Desde então, manteve atuação pontual no debate público, mas afastou-se da política partidária direta.

Na cúpula da pré-campanha do candidato Álvaro Dias ao governo foi bem recebida a possibilidade de Flávio Rocha compor a chapa ao Senado ao lado de Styvenson Valentim. Vários prefeitos com quem o candidato a vice, Babá Pereira, mantém contato, avaliaram como positiva a volta de Rocha à política. No meio empresarial, a possibilidade de consolidar a influência do setor varejista no Congresso Nacional, influenciando diretamente as pautas em votação naquela Casa, é vista com muito entusiasmo.

Numa época em que se fala da falta de lideranças no Rio Grande do Norte e no Brasil (quem sabe os nomes dos senadores por São Paulo atualmente?) o empresário Flávio Rocha, que é uma voz ouvida como representante do pensamento liberal nacional, desponta como uma oportunidade para melhorar a influência de uma bancada federal no Congresso.

Além disso, desde 2023, quando o grupo encerrou suas atividades industriais no Ceará para concentrar 100% da produção têxtil em Natal, a Guararapes praticamente dobrou o número de empregos gerados na região metropolitana, inclusive na linha de produção de jeans.

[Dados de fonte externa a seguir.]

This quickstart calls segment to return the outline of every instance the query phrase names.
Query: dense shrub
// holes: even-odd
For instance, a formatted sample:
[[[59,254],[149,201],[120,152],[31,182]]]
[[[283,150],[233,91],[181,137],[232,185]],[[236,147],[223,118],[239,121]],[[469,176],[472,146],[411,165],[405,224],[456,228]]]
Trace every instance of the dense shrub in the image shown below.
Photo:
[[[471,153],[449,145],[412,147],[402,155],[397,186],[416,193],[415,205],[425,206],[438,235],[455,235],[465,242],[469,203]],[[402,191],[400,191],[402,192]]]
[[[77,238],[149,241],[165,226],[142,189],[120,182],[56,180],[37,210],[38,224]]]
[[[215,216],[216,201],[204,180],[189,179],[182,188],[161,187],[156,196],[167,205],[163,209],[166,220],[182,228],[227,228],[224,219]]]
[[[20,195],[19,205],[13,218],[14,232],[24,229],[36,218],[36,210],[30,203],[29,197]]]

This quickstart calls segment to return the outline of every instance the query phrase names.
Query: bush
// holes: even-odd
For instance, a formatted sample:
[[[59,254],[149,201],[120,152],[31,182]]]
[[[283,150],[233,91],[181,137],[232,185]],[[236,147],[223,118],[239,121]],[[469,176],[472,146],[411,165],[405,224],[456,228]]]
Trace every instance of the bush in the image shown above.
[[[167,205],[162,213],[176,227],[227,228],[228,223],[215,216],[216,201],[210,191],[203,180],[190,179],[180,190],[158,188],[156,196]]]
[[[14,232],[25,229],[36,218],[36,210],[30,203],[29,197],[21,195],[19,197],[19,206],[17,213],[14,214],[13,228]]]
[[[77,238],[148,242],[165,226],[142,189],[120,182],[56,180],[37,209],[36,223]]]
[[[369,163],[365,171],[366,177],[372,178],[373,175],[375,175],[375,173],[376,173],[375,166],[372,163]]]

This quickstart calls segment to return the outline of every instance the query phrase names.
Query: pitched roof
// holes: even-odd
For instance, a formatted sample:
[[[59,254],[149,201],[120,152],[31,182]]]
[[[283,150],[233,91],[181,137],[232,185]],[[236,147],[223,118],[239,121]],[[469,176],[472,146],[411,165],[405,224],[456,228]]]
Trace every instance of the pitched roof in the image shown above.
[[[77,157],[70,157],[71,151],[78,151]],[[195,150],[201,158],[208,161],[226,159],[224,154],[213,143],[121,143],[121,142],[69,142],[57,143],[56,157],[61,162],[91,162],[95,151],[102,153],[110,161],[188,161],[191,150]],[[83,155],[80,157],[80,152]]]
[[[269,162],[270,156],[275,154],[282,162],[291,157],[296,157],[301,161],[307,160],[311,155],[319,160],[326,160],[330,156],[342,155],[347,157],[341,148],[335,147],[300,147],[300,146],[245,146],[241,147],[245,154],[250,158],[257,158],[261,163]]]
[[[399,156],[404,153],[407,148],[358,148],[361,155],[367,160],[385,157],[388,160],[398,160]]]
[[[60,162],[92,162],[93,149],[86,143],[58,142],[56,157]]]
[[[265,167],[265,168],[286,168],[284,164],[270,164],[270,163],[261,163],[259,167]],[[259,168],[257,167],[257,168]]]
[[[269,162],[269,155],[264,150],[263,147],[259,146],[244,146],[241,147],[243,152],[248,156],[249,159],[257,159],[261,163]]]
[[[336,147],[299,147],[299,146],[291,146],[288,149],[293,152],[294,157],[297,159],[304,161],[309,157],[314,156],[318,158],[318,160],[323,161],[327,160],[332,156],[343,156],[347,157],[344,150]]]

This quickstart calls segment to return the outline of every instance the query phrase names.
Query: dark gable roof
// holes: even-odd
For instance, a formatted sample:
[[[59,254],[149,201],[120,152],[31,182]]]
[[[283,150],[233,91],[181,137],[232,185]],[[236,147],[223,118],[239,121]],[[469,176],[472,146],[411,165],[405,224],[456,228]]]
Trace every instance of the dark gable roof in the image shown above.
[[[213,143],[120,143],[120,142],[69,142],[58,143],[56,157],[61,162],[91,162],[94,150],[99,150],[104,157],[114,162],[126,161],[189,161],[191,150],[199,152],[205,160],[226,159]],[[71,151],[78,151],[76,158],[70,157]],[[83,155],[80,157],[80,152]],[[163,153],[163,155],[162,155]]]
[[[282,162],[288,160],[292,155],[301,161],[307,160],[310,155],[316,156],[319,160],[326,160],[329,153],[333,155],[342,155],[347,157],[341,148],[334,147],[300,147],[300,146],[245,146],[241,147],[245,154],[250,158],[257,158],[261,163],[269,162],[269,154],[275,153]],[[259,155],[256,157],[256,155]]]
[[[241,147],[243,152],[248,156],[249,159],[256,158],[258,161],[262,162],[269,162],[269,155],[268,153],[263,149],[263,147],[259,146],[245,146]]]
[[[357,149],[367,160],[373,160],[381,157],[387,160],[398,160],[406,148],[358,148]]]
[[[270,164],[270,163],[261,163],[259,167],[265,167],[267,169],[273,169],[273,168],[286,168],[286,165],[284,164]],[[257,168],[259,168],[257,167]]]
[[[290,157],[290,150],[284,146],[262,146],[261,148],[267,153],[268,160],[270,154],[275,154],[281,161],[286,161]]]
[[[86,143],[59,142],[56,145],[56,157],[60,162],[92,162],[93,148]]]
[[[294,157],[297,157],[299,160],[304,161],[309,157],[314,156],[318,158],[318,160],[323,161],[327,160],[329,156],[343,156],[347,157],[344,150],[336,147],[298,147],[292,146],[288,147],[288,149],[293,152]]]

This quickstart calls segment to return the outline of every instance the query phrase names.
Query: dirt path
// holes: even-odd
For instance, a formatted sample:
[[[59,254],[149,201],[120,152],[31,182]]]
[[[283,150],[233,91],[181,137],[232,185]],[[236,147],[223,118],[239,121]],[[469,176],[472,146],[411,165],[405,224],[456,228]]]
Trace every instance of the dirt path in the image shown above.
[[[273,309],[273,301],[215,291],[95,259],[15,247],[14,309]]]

Flávio Rocha também é um entusiasta do modelo de negócios que sustenta o Pró-Sertão, transformando a Riachuelo em uma plataforma que "compra o serviço" de milhares de pequenos empresários do sertão potiguar, garantindo que o desenvolvimento econômico chegue a cidades que antes viviam apenas da agricultura de subsistência ou do funcionalismo público, o que lhe daria a bandeira do emprego para apresentar ao eleitorado.

Do ponto de vista político, Flavio Rocha nega que esteja construindo candidatura, ou participando de articulações. No entanto, como é praxe na política, não fechou completamente a porta para o futuro e, segundo informações que chegaram ao blog, uma pesquisa qualitativa já está contratada para ajudar, dependendo do resultado, a convencê-lo a entrar na disputa.